Web crawler: A Scrapy Crawl Spider Tutorial

in #tutorial7 years ago (edited)

Have you ever had to extract lots of data from a website? There is a very simple solution called Scrapy that fits everyone’s requirements. Scrapy is a Python module that lets you easily write your own specialized web crawler.

1. Setup your environment

I usually use Vagrant boxes for Python applications. So, to easily setup a basic scrapy environment just copy and run this Vagrant config and it will provision the box automatically with all dependencies for Scrapy.

Vagrant.configure(2) do |config|
 
  config.vm.box = "ubuntu/trusty64"
  config.vm.synced_folder "./", "/vagrant_data"
 
  config.vm.provider "virtualbox" do |vb|
     vb.gui = false
     vb.memory = "2048"
  end
  
  config.vm.provision "shell", inline: <<-SHELL
     sudo apt-key adv --keyserver hkp://keyserver.ubuntu.com:80 --recv 627220E7
     echo 'deb http://archive.scrapy.org/ubuntu scrapy main' | sudo tee /etc/apt/sources.list.d/scrapy.list
     sudo apt-get update && sudo apt-get install scrapy -y
     sudo pip install pyasn1 --upgrade
  SHELL
 
end

Alternatively, just copy the code in the provision section and paste it into your terminal.

sudo apt-key adv --keyserver hkp://keyserver.ubuntu.com:80 --recv 627220E7
echo 'deb http://archive.scrapy.org/ubuntu scrapy main' | sudo tee /etc/apt/sources.list.d/scrapy.list
sudo apt-get update && sudo apt-get install scrapy -y
sudo pip install pyasn1 --upgrade

If everything is installed correctly, you should be able to open the Scrapy shell by typing:

scrapy shell "https://google.com"

2. Writing a minimal web crawler.

We are ready to build our first crawl spider!
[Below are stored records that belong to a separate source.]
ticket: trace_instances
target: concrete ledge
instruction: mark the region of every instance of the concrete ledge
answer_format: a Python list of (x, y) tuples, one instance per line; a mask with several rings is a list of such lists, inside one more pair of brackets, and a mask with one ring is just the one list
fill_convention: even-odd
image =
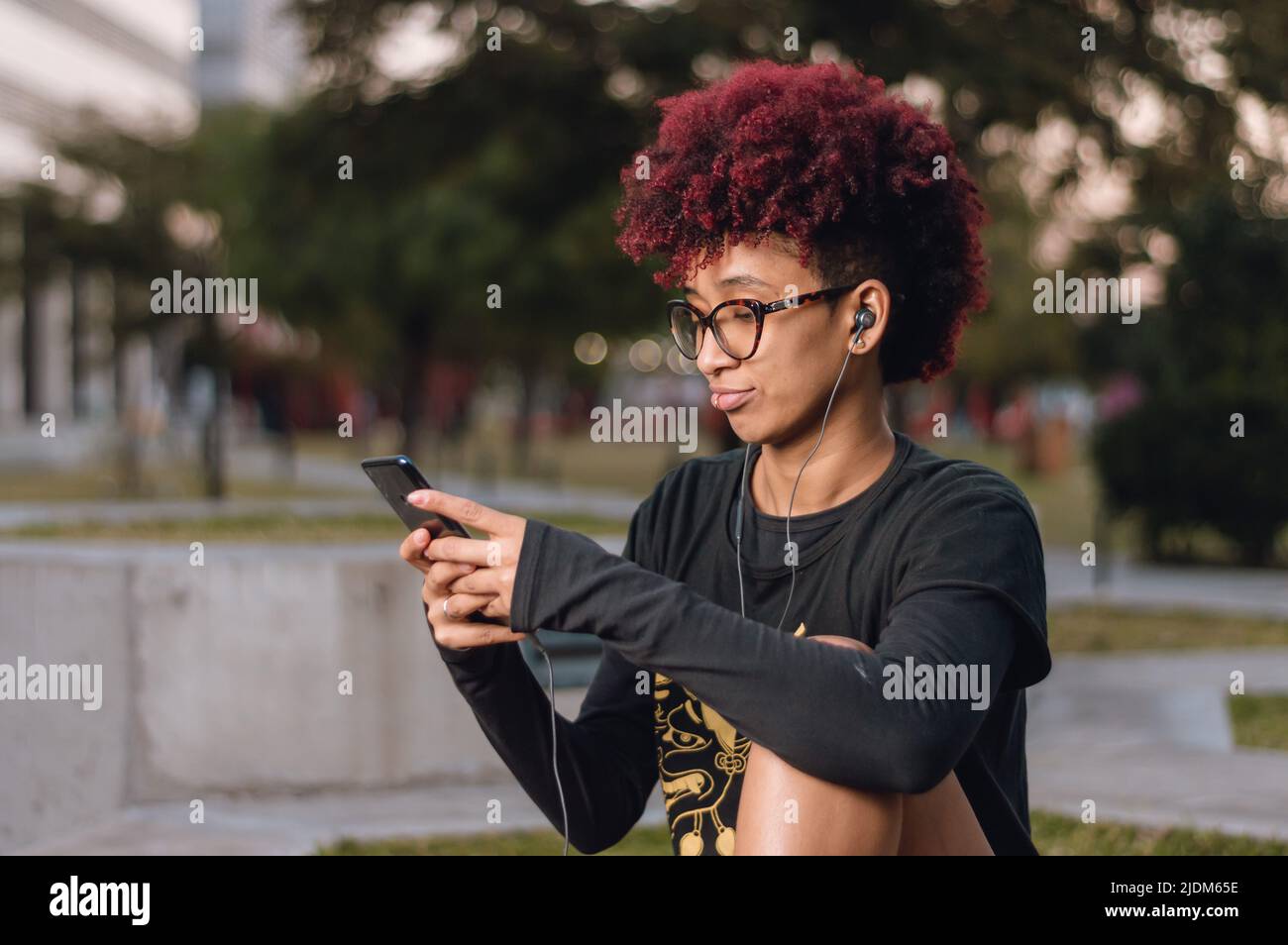
[(0, 543), (19, 655), (100, 663), (103, 698), (0, 703), (0, 851), (140, 802), (509, 778), (388, 543)]

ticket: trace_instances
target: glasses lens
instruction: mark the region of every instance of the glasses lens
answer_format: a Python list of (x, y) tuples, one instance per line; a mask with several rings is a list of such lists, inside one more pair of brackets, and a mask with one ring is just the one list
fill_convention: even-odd
[(716, 312), (716, 340), (734, 358), (750, 358), (756, 346), (756, 313), (746, 305), (721, 305)]
[(702, 323), (698, 321), (697, 313), (685, 305), (672, 305), (670, 314), (671, 337), (675, 339), (675, 346), (685, 358), (697, 358), (698, 349), (702, 346)]

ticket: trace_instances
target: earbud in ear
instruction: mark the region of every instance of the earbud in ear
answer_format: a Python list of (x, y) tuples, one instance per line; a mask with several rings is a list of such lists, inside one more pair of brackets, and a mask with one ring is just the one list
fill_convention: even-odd
[(876, 314), (873, 314), (872, 309), (869, 309), (869, 308), (862, 308), (858, 312), (855, 312), (854, 313), (854, 337), (850, 340), (850, 344), (851, 345), (857, 344), (859, 348), (863, 348), (863, 341), (860, 340), (860, 336), (863, 335), (863, 331), (866, 328), (871, 328), (876, 323), (877, 323), (877, 317), (876, 317)]

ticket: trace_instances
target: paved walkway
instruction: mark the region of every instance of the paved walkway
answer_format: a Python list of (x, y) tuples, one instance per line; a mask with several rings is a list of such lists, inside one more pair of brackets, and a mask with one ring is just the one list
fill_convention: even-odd
[(1234, 747), (1235, 669), (1288, 693), (1288, 648), (1057, 658), (1028, 694), (1032, 805), (1288, 839), (1288, 752)]
[[(1288, 752), (1235, 748), (1226, 691), (1288, 693), (1288, 648), (1060, 657), (1029, 691), (1033, 810), (1288, 839)], [(501, 801), (505, 823), (488, 824)], [(661, 794), (641, 823), (665, 823)], [(341, 837), (424, 837), (547, 828), (514, 781), (139, 805), (24, 854), (308, 854)]]

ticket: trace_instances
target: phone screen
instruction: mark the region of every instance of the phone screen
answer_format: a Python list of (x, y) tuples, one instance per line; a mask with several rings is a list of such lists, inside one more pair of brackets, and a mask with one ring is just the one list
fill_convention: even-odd
[(380, 494), (385, 497), (394, 514), (407, 525), (408, 532), (415, 532), (417, 528), (426, 528), (433, 538), (437, 538), (444, 530), (465, 538), (470, 537), (465, 527), (455, 519), (426, 512), (424, 509), (407, 505), (407, 496), (416, 492), (416, 489), (433, 488), (425, 476), (421, 475), (420, 470), (416, 469), (416, 463), (408, 457), (376, 456), (363, 460), (362, 471), (367, 474), (367, 478), (380, 491)]

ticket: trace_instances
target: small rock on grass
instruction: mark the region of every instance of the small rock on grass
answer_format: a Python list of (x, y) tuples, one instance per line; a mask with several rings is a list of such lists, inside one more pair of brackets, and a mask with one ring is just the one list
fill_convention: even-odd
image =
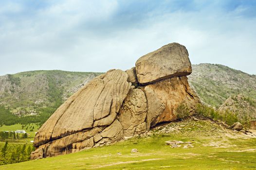
[(171, 147), (172, 147), (173, 148), (179, 148), (181, 146), (182, 146), (182, 145), (174, 144), (174, 145), (173, 145), (172, 146), (171, 146)]
[(138, 152), (138, 150), (137, 149), (132, 149), (130, 152), (131, 153), (137, 153)]

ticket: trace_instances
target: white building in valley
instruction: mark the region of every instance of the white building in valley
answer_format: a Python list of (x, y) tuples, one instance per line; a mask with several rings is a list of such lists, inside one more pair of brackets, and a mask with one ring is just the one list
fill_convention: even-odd
[(25, 134), (26, 131), (24, 130), (17, 130), (15, 131), (16, 134)]

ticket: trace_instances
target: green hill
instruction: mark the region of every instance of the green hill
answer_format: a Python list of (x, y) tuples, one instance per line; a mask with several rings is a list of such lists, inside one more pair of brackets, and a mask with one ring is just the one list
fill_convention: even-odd
[[(230, 97), (242, 95), (244, 98), (236, 107), (243, 108), (249, 100), (251, 105), (247, 110), (256, 109), (256, 75), (220, 65), (200, 64), (192, 65), (192, 68), (188, 80), (203, 102), (223, 108)], [(67, 98), (100, 74), (41, 70), (0, 76), (0, 105), (8, 109), (5, 112), (20, 117), (19, 120), (12, 122), (42, 123)], [(234, 109), (233, 106), (224, 108), (239, 112), (240, 110)], [(252, 119), (256, 119), (256, 115), (250, 114)], [(12, 119), (17, 117), (5, 115)], [(13, 124), (0, 120), (0, 124), (8, 122)]]
[[(39, 70), (0, 76), (0, 105), (8, 110), (5, 112), (20, 117), (15, 122), (42, 123), (67, 98), (100, 74)], [(10, 121), (1, 123), (13, 124)]]

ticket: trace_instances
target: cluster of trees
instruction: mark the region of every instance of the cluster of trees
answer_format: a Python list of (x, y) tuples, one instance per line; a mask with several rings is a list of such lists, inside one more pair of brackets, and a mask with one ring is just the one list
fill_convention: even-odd
[(28, 134), (26, 133), (19, 135), (18, 134), (16, 134), (15, 132), (0, 131), (0, 137), (2, 140), (9, 138), (16, 140), (20, 138), (28, 138)]
[(40, 113), (38, 115), (18, 117), (13, 115), (10, 110), (5, 108), (3, 106), (0, 106), (0, 118), (1, 118), (0, 126), (3, 125), (9, 126), (18, 123), (26, 125), (33, 123), (38, 123), (40, 126), (54, 113), (58, 105), (54, 107), (41, 108), (38, 110)]
[[(234, 123), (238, 121), (237, 115), (229, 110), (219, 111), (212, 107), (198, 104), (196, 106), (196, 113), (205, 118), (222, 121), (229, 125), (232, 125)], [(180, 104), (176, 109), (177, 117), (181, 119), (189, 116), (189, 110), (185, 104)]]
[(30, 153), (34, 150), (31, 145), (16, 144), (15, 146), (10, 146), (6, 141), (0, 150), (0, 165), (29, 160)]
[(228, 110), (225, 111), (219, 111), (204, 104), (197, 104), (196, 112), (205, 118), (222, 121), (229, 125), (232, 125), (234, 123), (238, 121), (236, 114)]

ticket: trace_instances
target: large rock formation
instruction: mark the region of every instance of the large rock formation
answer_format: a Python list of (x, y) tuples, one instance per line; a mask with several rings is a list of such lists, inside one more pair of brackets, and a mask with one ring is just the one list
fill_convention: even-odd
[(32, 158), (78, 152), (146, 132), (177, 119), (185, 104), (193, 113), (198, 98), (185, 76), (191, 71), (185, 47), (165, 45), (126, 71), (110, 70), (70, 97), (42, 125)]

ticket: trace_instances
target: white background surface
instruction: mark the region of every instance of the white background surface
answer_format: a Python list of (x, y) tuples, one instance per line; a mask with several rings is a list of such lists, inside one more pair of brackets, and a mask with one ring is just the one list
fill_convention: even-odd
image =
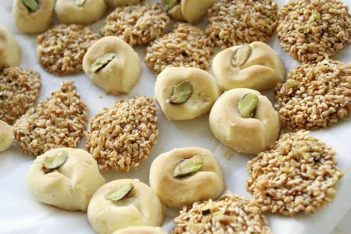
[[(60, 83), (65, 80), (75, 82), (81, 98), (89, 107), (90, 117), (93, 117), (103, 107), (113, 105), (120, 98), (137, 94), (154, 96), (153, 86), (155, 74), (148, 69), (144, 62), (145, 46), (134, 48), (142, 61), (143, 73), (140, 79), (131, 93), (127, 95), (106, 95), (81, 73), (75, 75), (57, 77), (45, 71), (39, 65), (35, 53), (36, 35), (28, 35), (20, 33), (16, 28), (11, 14), (12, 1), (0, 0), (0, 25), (14, 35), (21, 49), (21, 67), (29, 68), (40, 73), (41, 89), (38, 100), (49, 97), (52, 92), (58, 90)], [(284, 0), (277, 1), (281, 6)], [(344, 0), (350, 5), (351, 0)], [(205, 20), (199, 26), (204, 28)], [(98, 33), (102, 20), (92, 26)], [(270, 45), (280, 55), (287, 70), (294, 68), (299, 63), (281, 49), (279, 40), (274, 35)], [(216, 49), (216, 53), (219, 51)], [(333, 58), (344, 62), (349, 61), (351, 46), (349, 46), (339, 52)], [(213, 74), (212, 68), (209, 71)], [(271, 90), (261, 92), (271, 100), (274, 100)], [(99, 97), (102, 97), (99, 98)], [(246, 192), (245, 181), (248, 178), (246, 162), (254, 155), (236, 153), (229, 160), (226, 159), (222, 152), (227, 150), (213, 136), (208, 123), (208, 114), (192, 120), (170, 121), (167, 120), (158, 106), (160, 134), (153, 152), (148, 159), (142, 163), (137, 171), (131, 170), (122, 174), (111, 171), (102, 175), (107, 181), (122, 178), (139, 179), (148, 184), (150, 165), (155, 157), (164, 152), (175, 148), (197, 146), (213, 152), (223, 169), (227, 189), (240, 195), (251, 197)], [(350, 138), (351, 134), (351, 119), (341, 121), (327, 129), (313, 132), (312, 135), (332, 146), (337, 152), (336, 160), (342, 170), (351, 167), (351, 153)], [(85, 138), (80, 142), (79, 148), (84, 148)], [(24, 155), (15, 144), (10, 149), (0, 153), (0, 233), (94, 233), (86, 218), (86, 213), (69, 212), (35, 201), (28, 193), (25, 185), (27, 171), (34, 158)], [(317, 210), (315, 214), (299, 215), (294, 218), (281, 215), (267, 214), (270, 224), (277, 234), (330, 233), (339, 222), (351, 207), (351, 172), (347, 173), (339, 182), (334, 202)], [(172, 219), (178, 215), (179, 210), (168, 209), (164, 228), (170, 230), (172, 226)], [(350, 233), (351, 212), (338, 226), (333, 233)]]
Fortunately, this is a pretty easy task thanks to Scrapy. In the next steps, we will build a spider that crawls all blog posts of a basic wordpress page. The following code demonstrates how the basic crawl spider looks like:

from scrapy.spiders import CrawlSpider, Rule
from scrapy.linkextractors import LinkExtractor
 
class ExampleSpider(CrawlSpider):
    name = "my-crawler" #Spider name
    allowed_domains = ["example.com"] # Which (sub-)domains shall be scraped?
    start_urls = ["https://example.com/"] # Start with this one
    rules = [Rule(LinkExtractor(), callback='parse_item', follow=True)] # Follow any link scrapy finds (that is allowed).
 
    def parse_item(self, response):
        print('Got a response from %s.' % response.url)

Save this code into a file named spider.py and run it with:

scrapy runspider spider.py

3. How to adapt the crawler to extract only specific parts of a page.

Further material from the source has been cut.